The film received six nominations, including Best Picture and Best Director.
One of its competitors is “The Imitation Game,” the story of Turing’s key contributions in deciphering the Enigma code of Nazi Germany that ultimately helped the Allies claim victory in World World II.
The historical movie picked up eight nominations, including Best Picture, Best Director and Best Actor.
“Benedict Cumberbatch was excellent,” College freshman Anwesha Guha said of Cumberbatch’s performance. “I really liked the dynamic between him and Keira Knightley and the way [that] they made both of the characters so smart and witty.”
Knightley also picked up a nomination for Best Supporting Actress for her portrayal of Turing’s fellow codebreaker and fiancée, Joan Clarke.
Two of Cumberbatch’s most threatening competitors in the Best Actor category include Eddie Redmayne (“The Theory of Everything”) and Steve Carell (“Foxcatcher”).
Redmayne, Carell and Cumberbatch were all also nominated for the Golden Globe Award for Best Actor in a Motion Picture (Drama), though Redmayne emerged victorious for his depiction of the acclaimed physicist, Stephen Hawking.

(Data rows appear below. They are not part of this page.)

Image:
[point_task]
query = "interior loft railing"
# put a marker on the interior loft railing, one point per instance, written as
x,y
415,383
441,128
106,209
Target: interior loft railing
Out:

The Academy voters recognized both Redmayne and Cumberbatch for their portrayals of brilliant British scientists, Hawking and Turing, respectively.
While Cumberbatch’s portrayal of Turing’s social awkwardness and vulnerability in the persecution of his homosexuality is certainly remarkable, Redmayne’s performance as Hawking as he struggles with amyotrophic lateral sclerosis (ALS) is exceptional, demonstrating the physicality of Hawking’s battle as well as his emotional frustrations with himself due to the motor neuron disease.
Redmayne will fight his fellow former Golden Globe winner for Best Actor in a Motion Picture (Musical or Comedy) Michael Keaton for “Birdman.”
Though many talented individuals are being rightfully recognized, the lack of diversity among the nominees is frustrating, especially considering the potential of movies such as “Selma.”
Not only are all 20 acting nominees are white but the majority of categories lack diversity.
The Oscars will remain the most prestigious film awards for many years, and though the Academy voters may need to be more cognizant of their nominee choices in the future, this year’s nominees are, for the most part, deserving, though predictable, films.